Internet Explorer Plugin, Autostart and System Tray

Three of the remaining six tasks are done:
  • IE Support: I implemented an IE browser helper which connects to the client and tells about opening and closing of tabs, about URL navigation and tab switches.
  • System Tray Icon: a small fun project. Since the client has no window, we need something else to control it. I created a small system tray icon which can start and stop the client.
  • Autostart: this was the easiest task. Just a registry setting, configured by the system tray icon menu.
Now remaining:
  • Settings dialog (do we really need this, we could start with config files and add a settings dialog later)
  • Simple Web site
  • Installer packaging and final testing
Next is the Web site. We need some place to download the installer and a simple way to configure the avatar, e.g. change animations and nickname.

Finally, we have to bundle all files and create an installer for Firefox and IE extensions. Not a simple task, especially the IE installer. And finally, finally there is much testing required because we want the installer to do it's job smoothly.

Translations and Release Packaging

In the last blog post I mentioned a list of remaining tasks:
  • Translations
  • Release packaging
  • Installer testing
  • Auto start
  • Tray icon
  • Settings dialog
  • Browser compatibility
  • Web portal
I just ticked off 2 tasks: Translations and Release packaging. This is the remaining list in the most likely work order:
  • IE Support
  • Auto start
  • Tray icon
  • Settings dialog
  • Simple Web site
  • Installer testing
Most of these tasks are of medium size. We might defer Google Chrome support until after the first beta release. Maybe someone from the community wants to take this task. We hope to complete these tasks until August 2011.

There are more tasks which should and will be done after the beta release:
  • Google Chrome support
  • Personal inventory of virtual items
  • Virtual Items on Web pages
  • Real Web portal with item shop and (avatar) trading
  • Facebook, Twitter, OpenID authentication
  • More social interactions (wuscheln and more)
  • Porting to MacOS
Some of these tasks are big chunks of work. But most will be done until the end of this year.

Chat Window

This is the brand new chat window.

It is a normal chat window as you would expect. But there are few facts worth mentioning:

1.
It is a module. Actually, it is a display module. This means, that while you are in the chat, you will stay in the room, even if the browser is closed. This is a feature which many weblin power
users wanted.

2.
It is HTML based. See the bold user names: a single line CSS style. See the resize bars between chat-out panel, chat-in panel, and participants panel: just a few lines of HTML with the help of jQuery UI Layout.

Do you remember a blog post one year ago about "Starting Avatar Display Development"? This was after the client core and protocol was implemented, but before you could see avatars.

Now the chat is implemented and I can paint a new picture with a blue box around the finished chat module (there is also a grey cross over the IRC protocol. We do not need it now. IRC is just a future option).
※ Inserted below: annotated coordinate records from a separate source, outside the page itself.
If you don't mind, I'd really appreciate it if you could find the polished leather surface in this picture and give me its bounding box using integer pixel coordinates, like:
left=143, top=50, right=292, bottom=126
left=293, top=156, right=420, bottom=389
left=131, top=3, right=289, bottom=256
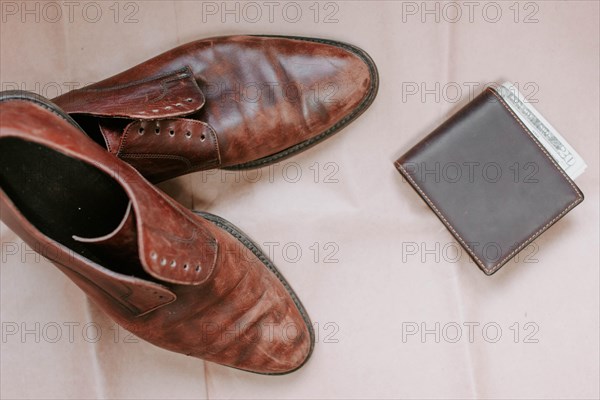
left=0, top=94, right=314, bottom=374
left=53, top=36, right=378, bottom=181
left=396, top=88, right=583, bottom=275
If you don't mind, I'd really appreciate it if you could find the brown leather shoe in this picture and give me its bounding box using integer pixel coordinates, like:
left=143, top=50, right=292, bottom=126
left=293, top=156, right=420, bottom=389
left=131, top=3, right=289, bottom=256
left=0, top=92, right=314, bottom=374
left=53, top=36, right=379, bottom=182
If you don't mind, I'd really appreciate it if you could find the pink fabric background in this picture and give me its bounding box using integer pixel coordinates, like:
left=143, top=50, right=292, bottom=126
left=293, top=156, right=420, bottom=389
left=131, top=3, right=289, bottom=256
left=0, top=1, right=600, bottom=399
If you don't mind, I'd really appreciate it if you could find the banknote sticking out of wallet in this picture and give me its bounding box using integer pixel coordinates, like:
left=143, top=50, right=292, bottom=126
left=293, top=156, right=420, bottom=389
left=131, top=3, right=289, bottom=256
left=395, top=82, right=586, bottom=275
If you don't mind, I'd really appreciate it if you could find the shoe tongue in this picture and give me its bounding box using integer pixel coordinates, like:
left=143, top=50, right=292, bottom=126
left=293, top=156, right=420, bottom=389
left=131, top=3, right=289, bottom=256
left=73, top=196, right=218, bottom=285
left=53, top=67, right=205, bottom=120
left=73, top=202, right=143, bottom=274
left=98, top=118, right=131, bottom=154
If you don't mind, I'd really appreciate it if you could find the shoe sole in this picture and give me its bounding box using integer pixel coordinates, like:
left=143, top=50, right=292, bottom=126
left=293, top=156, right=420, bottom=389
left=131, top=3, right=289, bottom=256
left=222, top=35, right=379, bottom=171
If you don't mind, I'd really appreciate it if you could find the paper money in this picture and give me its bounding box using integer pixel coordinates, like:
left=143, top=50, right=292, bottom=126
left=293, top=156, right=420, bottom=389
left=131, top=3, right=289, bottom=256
left=495, top=82, right=587, bottom=179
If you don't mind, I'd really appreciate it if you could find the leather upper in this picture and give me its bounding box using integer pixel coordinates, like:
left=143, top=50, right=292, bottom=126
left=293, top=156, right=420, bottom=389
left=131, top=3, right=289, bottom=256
left=53, top=36, right=377, bottom=181
left=0, top=100, right=313, bottom=374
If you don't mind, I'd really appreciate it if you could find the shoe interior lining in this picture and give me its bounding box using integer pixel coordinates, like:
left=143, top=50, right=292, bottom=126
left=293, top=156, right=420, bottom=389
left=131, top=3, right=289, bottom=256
left=0, top=138, right=146, bottom=276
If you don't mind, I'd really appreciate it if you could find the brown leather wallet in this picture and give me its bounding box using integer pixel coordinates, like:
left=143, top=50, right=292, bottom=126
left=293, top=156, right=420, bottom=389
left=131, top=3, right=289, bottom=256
left=395, top=88, right=583, bottom=275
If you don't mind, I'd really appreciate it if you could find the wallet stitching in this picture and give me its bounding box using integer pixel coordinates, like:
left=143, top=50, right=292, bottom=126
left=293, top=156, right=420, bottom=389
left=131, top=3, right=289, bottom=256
left=395, top=88, right=582, bottom=273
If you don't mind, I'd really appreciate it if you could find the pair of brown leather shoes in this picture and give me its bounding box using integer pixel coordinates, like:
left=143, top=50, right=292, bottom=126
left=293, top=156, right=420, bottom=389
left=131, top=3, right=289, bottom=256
left=0, top=36, right=378, bottom=374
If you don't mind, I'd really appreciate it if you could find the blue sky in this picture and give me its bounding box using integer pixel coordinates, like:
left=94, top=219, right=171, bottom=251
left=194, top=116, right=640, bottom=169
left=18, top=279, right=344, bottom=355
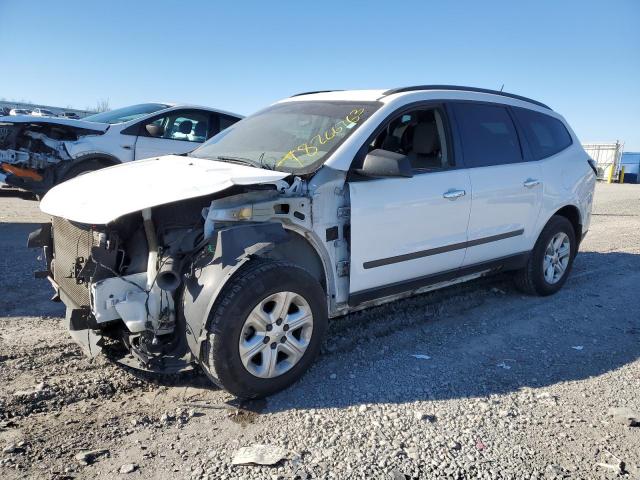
left=0, top=0, right=640, bottom=151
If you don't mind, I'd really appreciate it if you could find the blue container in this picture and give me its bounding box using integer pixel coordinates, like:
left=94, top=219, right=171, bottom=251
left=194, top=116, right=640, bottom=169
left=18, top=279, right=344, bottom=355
left=620, top=152, right=640, bottom=183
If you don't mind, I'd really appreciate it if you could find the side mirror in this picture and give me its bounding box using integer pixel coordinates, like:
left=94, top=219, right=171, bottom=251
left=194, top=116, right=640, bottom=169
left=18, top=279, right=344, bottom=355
left=357, top=149, right=413, bottom=178
left=144, top=123, right=164, bottom=137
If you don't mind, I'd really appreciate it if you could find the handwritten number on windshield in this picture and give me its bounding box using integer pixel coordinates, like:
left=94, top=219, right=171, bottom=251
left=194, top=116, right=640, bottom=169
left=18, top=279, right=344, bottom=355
left=276, top=108, right=364, bottom=167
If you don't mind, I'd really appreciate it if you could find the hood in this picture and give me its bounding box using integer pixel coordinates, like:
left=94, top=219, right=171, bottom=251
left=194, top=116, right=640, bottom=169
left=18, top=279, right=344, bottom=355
left=0, top=115, right=110, bottom=133
left=40, top=155, right=289, bottom=225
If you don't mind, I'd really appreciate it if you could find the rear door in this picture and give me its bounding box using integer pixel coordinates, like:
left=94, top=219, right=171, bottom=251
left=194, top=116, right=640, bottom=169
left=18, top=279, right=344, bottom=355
left=135, top=110, right=219, bottom=160
left=349, top=108, right=471, bottom=301
left=451, top=102, right=542, bottom=266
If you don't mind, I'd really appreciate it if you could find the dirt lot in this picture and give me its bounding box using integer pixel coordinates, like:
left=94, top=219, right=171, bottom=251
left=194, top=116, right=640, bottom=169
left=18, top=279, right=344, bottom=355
left=0, top=185, right=640, bottom=479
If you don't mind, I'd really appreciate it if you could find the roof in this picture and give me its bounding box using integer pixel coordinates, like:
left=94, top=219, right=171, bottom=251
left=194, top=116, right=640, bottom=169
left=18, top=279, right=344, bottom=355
left=283, top=85, right=551, bottom=110
left=158, top=102, right=244, bottom=118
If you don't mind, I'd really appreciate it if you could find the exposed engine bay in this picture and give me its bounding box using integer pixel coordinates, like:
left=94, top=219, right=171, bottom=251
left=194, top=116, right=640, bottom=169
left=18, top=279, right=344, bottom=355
left=0, top=119, right=106, bottom=191
left=29, top=172, right=350, bottom=373
left=0, top=121, right=103, bottom=169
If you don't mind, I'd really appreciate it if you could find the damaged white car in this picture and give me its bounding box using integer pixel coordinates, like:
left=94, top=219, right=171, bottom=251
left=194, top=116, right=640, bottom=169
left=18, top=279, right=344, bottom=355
left=0, top=103, right=241, bottom=196
left=29, top=86, right=596, bottom=398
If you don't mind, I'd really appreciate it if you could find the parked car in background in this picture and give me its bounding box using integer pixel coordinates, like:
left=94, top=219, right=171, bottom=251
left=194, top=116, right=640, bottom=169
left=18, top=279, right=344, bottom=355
left=31, top=108, right=57, bottom=117
left=30, top=86, right=596, bottom=398
left=620, top=152, right=640, bottom=183
left=9, top=108, right=31, bottom=115
left=59, top=112, right=80, bottom=119
left=0, top=103, right=241, bottom=195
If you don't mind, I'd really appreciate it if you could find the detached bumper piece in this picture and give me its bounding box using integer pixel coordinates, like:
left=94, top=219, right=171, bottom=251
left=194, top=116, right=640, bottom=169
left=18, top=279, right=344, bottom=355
left=65, top=308, right=102, bottom=358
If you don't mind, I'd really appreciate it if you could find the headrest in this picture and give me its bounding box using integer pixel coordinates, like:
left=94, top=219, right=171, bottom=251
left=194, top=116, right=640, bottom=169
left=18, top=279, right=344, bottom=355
left=193, top=122, right=207, bottom=137
left=178, top=120, right=193, bottom=135
left=413, top=122, right=438, bottom=155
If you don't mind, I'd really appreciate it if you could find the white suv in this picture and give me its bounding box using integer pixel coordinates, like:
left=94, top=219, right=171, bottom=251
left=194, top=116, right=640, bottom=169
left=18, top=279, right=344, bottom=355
left=30, top=86, right=596, bottom=397
left=0, top=103, right=242, bottom=195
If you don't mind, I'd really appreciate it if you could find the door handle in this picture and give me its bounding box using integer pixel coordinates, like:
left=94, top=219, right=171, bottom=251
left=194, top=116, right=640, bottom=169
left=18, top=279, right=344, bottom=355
left=442, top=190, right=467, bottom=200
left=523, top=178, right=540, bottom=188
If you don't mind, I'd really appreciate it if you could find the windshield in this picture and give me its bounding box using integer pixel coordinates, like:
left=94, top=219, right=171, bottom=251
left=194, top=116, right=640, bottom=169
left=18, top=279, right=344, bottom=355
left=190, top=101, right=380, bottom=173
left=82, top=103, right=169, bottom=124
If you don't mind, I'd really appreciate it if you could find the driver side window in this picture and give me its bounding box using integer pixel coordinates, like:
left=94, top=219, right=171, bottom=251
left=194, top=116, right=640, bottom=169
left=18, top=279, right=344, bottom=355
left=369, top=108, right=453, bottom=173
left=143, top=111, right=210, bottom=143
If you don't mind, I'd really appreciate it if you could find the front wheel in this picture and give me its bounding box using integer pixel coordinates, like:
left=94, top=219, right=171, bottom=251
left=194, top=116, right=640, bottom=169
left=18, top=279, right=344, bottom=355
left=515, top=215, right=577, bottom=296
left=203, top=260, right=327, bottom=398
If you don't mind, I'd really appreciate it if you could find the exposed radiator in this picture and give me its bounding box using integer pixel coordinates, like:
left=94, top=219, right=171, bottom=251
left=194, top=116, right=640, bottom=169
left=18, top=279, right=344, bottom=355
left=53, top=217, right=99, bottom=306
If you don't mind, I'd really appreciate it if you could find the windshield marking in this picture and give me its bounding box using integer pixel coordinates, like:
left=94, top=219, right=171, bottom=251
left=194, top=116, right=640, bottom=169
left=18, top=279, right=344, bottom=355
left=276, top=108, right=364, bottom=167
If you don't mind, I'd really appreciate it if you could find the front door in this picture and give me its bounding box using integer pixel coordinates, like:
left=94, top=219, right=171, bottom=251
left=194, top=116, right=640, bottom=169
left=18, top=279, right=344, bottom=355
left=349, top=108, right=471, bottom=296
left=135, top=110, right=210, bottom=160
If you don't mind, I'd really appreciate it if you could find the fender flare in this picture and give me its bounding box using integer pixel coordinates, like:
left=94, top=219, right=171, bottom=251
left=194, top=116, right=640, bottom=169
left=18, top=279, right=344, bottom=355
left=178, top=222, right=289, bottom=360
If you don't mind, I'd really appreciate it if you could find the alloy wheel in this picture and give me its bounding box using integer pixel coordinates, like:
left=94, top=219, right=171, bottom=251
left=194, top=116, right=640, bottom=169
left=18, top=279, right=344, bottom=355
left=542, top=232, right=571, bottom=285
left=238, top=292, right=313, bottom=378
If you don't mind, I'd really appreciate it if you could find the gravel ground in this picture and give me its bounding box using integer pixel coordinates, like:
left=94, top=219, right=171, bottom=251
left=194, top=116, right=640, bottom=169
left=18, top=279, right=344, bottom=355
left=0, top=185, right=640, bottom=479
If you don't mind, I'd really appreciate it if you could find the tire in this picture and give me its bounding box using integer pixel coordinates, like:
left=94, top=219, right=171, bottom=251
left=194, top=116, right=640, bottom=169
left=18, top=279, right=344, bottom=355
left=60, top=160, right=105, bottom=182
left=202, top=260, right=327, bottom=399
left=514, top=215, right=578, bottom=296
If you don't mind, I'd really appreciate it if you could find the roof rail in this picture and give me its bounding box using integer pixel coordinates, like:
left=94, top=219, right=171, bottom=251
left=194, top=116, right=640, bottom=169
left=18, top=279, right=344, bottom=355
left=382, top=85, right=551, bottom=110
left=289, top=90, right=344, bottom=98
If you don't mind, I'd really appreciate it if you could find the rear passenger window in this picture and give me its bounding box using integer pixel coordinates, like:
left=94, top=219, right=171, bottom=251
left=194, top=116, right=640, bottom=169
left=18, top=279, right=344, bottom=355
left=513, top=108, right=573, bottom=160
left=453, top=103, right=522, bottom=168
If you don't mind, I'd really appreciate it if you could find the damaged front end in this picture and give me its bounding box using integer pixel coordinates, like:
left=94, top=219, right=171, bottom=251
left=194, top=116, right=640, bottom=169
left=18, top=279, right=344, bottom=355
left=29, top=204, right=207, bottom=373
left=0, top=117, right=108, bottom=194
left=29, top=157, right=310, bottom=373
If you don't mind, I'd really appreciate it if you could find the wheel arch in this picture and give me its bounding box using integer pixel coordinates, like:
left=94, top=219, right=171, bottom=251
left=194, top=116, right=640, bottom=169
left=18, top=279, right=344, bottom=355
left=179, top=222, right=333, bottom=359
left=547, top=205, right=582, bottom=245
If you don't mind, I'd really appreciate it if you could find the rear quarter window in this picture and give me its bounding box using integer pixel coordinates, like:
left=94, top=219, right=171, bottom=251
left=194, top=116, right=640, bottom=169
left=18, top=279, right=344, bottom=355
left=513, top=107, right=573, bottom=160
left=453, top=103, right=523, bottom=168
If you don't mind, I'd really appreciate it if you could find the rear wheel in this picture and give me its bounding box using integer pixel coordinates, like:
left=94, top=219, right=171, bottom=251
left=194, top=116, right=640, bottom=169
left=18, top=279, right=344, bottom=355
left=203, top=260, right=327, bottom=398
left=515, top=215, right=577, bottom=295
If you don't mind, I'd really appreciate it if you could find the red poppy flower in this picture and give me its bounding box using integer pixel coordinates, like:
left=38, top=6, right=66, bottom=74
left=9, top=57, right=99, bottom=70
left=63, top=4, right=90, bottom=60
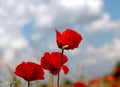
left=74, top=82, right=85, bottom=87
left=114, top=67, right=120, bottom=73
left=41, top=52, right=69, bottom=75
left=15, top=62, right=44, bottom=81
left=56, top=28, right=82, bottom=50
left=107, top=75, right=115, bottom=81
left=90, top=78, right=100, bottom=84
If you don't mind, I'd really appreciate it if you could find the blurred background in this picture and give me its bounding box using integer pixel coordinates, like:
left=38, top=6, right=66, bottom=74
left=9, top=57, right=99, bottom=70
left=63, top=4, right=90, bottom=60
left=0, top=0, right=120, bottom=87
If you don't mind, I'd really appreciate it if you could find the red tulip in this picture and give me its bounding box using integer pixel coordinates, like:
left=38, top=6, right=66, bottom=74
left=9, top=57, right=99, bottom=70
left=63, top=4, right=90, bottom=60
left=56, top=28, right=82, bottom=50
left=74, top=82, right=85, bottom=87
left=15, top=62, right=44, bottom=81
left=41, top=52, right=69, bottom=75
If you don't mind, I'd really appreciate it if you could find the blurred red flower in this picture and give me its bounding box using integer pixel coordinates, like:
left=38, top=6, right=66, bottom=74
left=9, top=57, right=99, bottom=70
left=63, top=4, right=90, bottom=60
left=74, top=82, right=85, bottom=87
left=41, top=52, right=69, bottom=75
left=114, top=67, right=120, bottom=73
left=107, top=75, right=115, bottom=81
left=90, top=78, right=100, bottom=84
left=15, top=62, right=44, bottom=81
left=56, top=28, right=82, bottom=50
left=112, top=84, right=120, bottom=87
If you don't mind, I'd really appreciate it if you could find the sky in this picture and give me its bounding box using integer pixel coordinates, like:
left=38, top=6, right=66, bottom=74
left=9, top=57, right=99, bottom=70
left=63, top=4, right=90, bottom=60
left=0, top=0, right=120, bottom=84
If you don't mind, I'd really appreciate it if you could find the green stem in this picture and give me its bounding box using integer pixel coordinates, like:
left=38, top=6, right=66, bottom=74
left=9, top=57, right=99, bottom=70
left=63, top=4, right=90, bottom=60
left=28, top=81, right=30, bottom=87
left=57, top=49, right=64, bottom=87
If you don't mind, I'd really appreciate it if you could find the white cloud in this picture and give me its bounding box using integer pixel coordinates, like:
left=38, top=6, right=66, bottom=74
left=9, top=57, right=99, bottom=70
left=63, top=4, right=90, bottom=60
left=85, top=14, right=120, bottom=33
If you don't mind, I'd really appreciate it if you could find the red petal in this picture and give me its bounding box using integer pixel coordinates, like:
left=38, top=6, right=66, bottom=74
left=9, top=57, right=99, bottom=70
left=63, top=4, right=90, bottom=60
left=61, top=65, right=69, bottom=75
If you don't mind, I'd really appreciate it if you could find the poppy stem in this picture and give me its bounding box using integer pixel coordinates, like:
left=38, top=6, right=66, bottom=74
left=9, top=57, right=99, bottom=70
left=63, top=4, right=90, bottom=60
left=57, top=49, right=64, bottom=87
left=28, top=81, right=30, bottom=87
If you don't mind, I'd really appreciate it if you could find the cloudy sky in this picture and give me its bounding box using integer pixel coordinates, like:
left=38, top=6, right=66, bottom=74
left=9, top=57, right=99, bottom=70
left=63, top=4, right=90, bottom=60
left=0, top=0, right=120, bottom=82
All this means, that the client is basically complete.

There are only small things missing, like:
  • Translations: there is a translation module, but not all visible texts are translated,
  • Installer: there is an installer, but the client must be packaged and tested before release,
  • Auto start with windows: currently you have to start as any other program by double clicking the icon,
  • Tray icon: would be nice
... and some bigger parts:
  • Settings and configuration dialog: there are config files and a config database, but no dialog yet,
  • Browser compatibility: currently only Firefox works, but we want IE and Chrome as well,
  • Web portal: a portal like weblin.com would be nice where you can change avatar images.
There is still much to do. It is not configured for normal users. It is for people who know what they are doing. It has still less features than weblin. It is an alpha version. But it's cool and it's on the way.

Tabs and Windows

I am working on support for multiple browser tabs. Good old weblin had only one room per browser window. If you changed the tab, then you changed the room. If you switched between tabs very often, then you switched between rooms all the time.

For the OVW client we will support multiple tabs in the same browser window. Each tab will join a chat room. If you change the tab, then you stay in the room. The client will always show the avatars of the visible tab. If the tab is changed, then the next set of avatars will be shown and avatars of the hidden tab will be made invisible.

With weblin there was only one avatar display for each room. If you opened the same page twice in two different browser windows, then you saw avatars only on one of them. The other browser had no avatars. This was sometimes confusing. Now, there will be avatars on all browser windows, even if they show the same page. You can chat in one browser and see the chat also in the other window. You move your avatar in one browser and it magically also moves in the other browser. This is made possible by a real MVC implementation. The avatars will be duplicated. They are just a view of the scene model.

We currently have a Firefox plugin. But of course, we also need IE and Chrome. These plugins are much more complex, than the simple windows message hook of weblin. In other words: they are more work. But they will provide much richer features in the future and ... tabs.